Stupid:
So I've been wanting an XBOX and I went ahead and jumped at an opportunity. What I didn't do right was go about it in a way that was smart. Note to all married or soon to be married people, communicate! I made the purchase without proper communication. It's how us men usually do things. Shoot first, ask questions later. Well...idea...not so good. It's important to make decisions together so to avoid the backpeddling of explaining your actions instead of coming to a decision together. That's all they really want. To know you show enough courtesy to talk about it first.
Young:
Wanting an XBOX doens't make me young. Playing it doesn't make me young. We grew up in the gaming age and it's what we've done since Ataris. What still makes me young minded is the thought that I can continue habits and behaviors that should evolve and change as I grow up. I turn 30 in about 60 days. Aproaches to everyday desires, habits, and needs should be modified to be a catalyst for true growth.

Impulsive:
There is a side of me that needs instant gratification. Yeah, insert gross joke here right? Well, seriously, that side of me needs to do better at doing a triage on the things that deserve priority in my life. My wife. My family. My career. My friends. My health. And on down the line to entertainment. Impulsivity subtracts the triage process and one should be more reserved in actions that demand more thought.
Naive:
Do I really think I can do whatever I want or do things how I used to before I was married? I don't think so. At least I thought I wasn't doing that. I think I've changed a lot. I've made some sacrifices all over the place. But there is a part of me that feels like mid-life crisis is setting in and I have to do something to counter it? I dunno if that is going to fly or if I am just making excuses for being naive to the notion that I can still be the same guy I was 2, 4, 6, even ten years ago. I know that the life I can lead will be better if I stop being naive to living now as I once lived before.
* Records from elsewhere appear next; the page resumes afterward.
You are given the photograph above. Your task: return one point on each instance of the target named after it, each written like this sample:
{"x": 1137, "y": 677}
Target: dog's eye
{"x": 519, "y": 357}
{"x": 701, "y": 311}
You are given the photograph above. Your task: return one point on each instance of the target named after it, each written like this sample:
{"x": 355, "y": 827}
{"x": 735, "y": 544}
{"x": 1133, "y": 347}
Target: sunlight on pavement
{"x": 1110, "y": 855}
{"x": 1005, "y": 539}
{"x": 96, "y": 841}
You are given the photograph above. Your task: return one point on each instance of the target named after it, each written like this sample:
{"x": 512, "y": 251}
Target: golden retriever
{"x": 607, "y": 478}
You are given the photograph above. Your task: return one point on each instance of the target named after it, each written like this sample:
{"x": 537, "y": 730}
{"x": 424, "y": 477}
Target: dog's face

On that note, My wife and I have been together for 9 years today and been married for almost 5 months. I love being married to my best friend. I can't wait for many more years, months, days, and hours with the love of my life. Good times and bad, there's no one in the world I'd rather live this life with. Grow with. Happy Anniversary Macaboo.
1 comment:
happy anniversary! and the xbox was a great decision. just wait till you have to communicate to wifey that you need another $60+ game. once you get approval to purchase said game it'll be on sale but it will be too old that no one on live is gonna be playing it. haha jk. just make sure you give her the heads up a couple weeks before the game hits the store.